A pancake is a flat cake, often thin, and round, prepared from a starch-based batter and cooked on a hot surface such as a griddle or frying pan. In Britain, pancakes are often unleavened, and resemble a crêpe. In North America, a raising agent is used (typicallybaking powder). The North American pancake is similar to a Scotch pancake or drop scone.
They may be served at any time with a variety of toppings or fillings including jam, fruit, syrup, chocolate chips, or meat. In America, they are typically considered to be a breakfast food. In Britain they are associated with Shrove Tuesday, commonly known as Pancake Day, when perishable ingredients had to be used up before the fasting period of Lent began.
Our prehistoric ancestors just may have eaten pancakes.
Analyses of starch grains on 30,000-year-old grinding tools suggest that Stone Age cooks were making flour out of cattails and ferns—which, researchers guess, was likely mixed with water and baked on a hot, possibly greased, rock. The result may have been something at least along the same lines as a pancake.
Pancake Day - Shrove Tuesday
By the time Otzi the Iceman set off on his final hike 5,300 years ago, pancakes—or at least something pancake-like—seem to have been a common item of diet. Otzi, whose remains were discovered in a rocky gully in the Italian Alps in 1991, provided us with a wealth of information about what a dinner in the Neolithic ate. His last meals—along with red deer and ibex—featured ground einkorn wheat. The bits of charcoal he consumed along with it suggest that it was in the form of a pancake, cooked over an open fire.

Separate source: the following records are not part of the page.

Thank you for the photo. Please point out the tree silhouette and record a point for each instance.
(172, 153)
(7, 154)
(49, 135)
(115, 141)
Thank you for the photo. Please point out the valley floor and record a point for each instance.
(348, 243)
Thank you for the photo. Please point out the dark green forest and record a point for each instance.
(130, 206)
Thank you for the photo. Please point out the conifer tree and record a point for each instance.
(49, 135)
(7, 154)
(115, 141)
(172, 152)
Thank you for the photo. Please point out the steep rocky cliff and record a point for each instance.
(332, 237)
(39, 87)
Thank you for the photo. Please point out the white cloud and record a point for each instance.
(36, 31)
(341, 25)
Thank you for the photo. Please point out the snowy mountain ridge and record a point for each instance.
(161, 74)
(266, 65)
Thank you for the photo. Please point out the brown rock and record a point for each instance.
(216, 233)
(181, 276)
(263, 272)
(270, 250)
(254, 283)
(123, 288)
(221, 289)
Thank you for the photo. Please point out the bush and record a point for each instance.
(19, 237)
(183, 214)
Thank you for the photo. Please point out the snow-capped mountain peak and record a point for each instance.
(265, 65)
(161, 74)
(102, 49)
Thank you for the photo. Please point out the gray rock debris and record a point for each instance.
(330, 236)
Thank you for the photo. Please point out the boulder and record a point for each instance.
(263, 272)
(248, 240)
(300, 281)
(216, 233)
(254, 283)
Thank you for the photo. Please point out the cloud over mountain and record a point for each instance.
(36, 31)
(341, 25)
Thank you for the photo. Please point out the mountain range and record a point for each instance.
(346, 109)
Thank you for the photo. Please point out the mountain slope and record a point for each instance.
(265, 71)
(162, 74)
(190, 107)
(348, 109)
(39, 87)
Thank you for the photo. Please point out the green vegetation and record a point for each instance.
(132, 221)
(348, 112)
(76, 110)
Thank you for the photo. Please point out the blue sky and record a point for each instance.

Whatever the age of the primal pancake, it’s clearly an ancient form of food, as evidenced by its ubiquity in cultural traditions across the globe. The ancient Greeks and Romans ate pancakes, sweetened with honey; the Elizabethans ate them flavoured with spices, rosewater, sherry, and apples. They were traditionally eaten in quantity on Shrove Tuesday or Pancake Day, a day of feasting and partying before the beginning of Lent.